It stops working and overworks the furnace when it becomes clogged with dust. In truth, those filters are intended to protect your furnace from massive dust particles, and while they may keep surfaces in your home cleaner, they will not block the small particles most irritating to lung tissue. Pleated filters, which pack more material into the same area, are slightly more expensive but perform somewhat better.

By far, the most effective pleated filters are electrostatically charged to attract allergens such as pollen and pet hair.

They are about $15 each and should be replaced every two to three months.

2. Extended Media Filters

Consider an extended media filter a stack of furnace filters about 8 inches thick.
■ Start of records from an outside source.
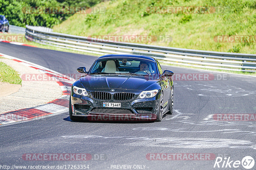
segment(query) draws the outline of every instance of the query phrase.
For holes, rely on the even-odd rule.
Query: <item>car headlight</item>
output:
[[[84,89],[77,87],[76,86],[73,86],[73,92],[75,94],[84,96],[89,96],[88,93]]]
[[[156,96],[158,92],[158,90],[156,89],[148,91],[143,91],[140,93],[137,98],[143,99],[153,97]]]

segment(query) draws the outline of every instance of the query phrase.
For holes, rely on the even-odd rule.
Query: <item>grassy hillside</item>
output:
[[[0,0],[0,15],[5,15],[11,25],[25,27],[28,24],[52,27],[73,15],[72,12],[69,13],[68,11],[61,13],[60,10],[57,13],[50,12],[52,7],[57,7],[60,10],[68,7],[88,8],[102,1],[102,0]],[[46,12],[44,12],[43,9]]]
[[[53,27],[56,32],[92,35],[168,35],[170,42],[152,45],[256,53],[256,43],[216,42],[219,35],[256,35],[256,1],[252,0],[118,0],[101,3],[105,13],[76,14]],[[151,13],[149,6],[222,6],[224,13]]]

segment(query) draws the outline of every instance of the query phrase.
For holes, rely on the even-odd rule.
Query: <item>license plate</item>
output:
[[[106,103],[103,102],[103,107],[121,107],[121,103]]]

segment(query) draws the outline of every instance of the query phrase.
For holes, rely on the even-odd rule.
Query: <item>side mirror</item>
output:
[[[77,72],[79,73],[85,73],[87,74],[87,72],[86,71],[86,68],[85,67],[79,67],[76,70]]]
[[[161,76],[163,77],[171,77],[173,75],[173,72],[170,70],[164,70]]]

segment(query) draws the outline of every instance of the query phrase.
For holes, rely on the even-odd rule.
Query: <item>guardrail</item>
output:
[[[104,55],[133,54],[154,57],[162,62],[223,70],[256,72],[256,54],[224,53],[96,40],[26,26],[26,38],[59,48]]]

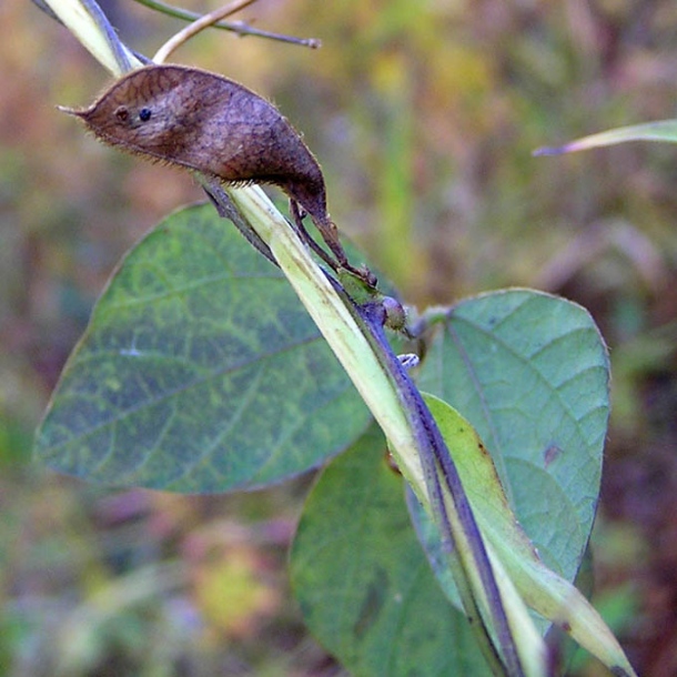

These boxy units include an accordion-style pile of filtration media, making them more effective than standard fiberglass filters. Because the huge filter holder must be plumbed into the ducting, they require professional installation. The price, including installation, runs from $400 to $600; the $40-to-$60 filters must be replaced every year.


3. Electronic Filters

These high-tech machines, also known as electrostatic precipitators, are built into the ducting. A high-voltage current charges particles as they move through the air. At the other end of the unit, oppositely charged collection plates act like magnets, attracting particles.

Electronic filters perform exceptionally well on smoke particles that are too tiny to be caught by media filters. According to one independent test, such filters performed nearly 30 times better than standard fiberglass filters.(Because performance is affected by a home’s blower and ductwork, there is no industry benchmark for gauging the effectiveness of whole house systems.)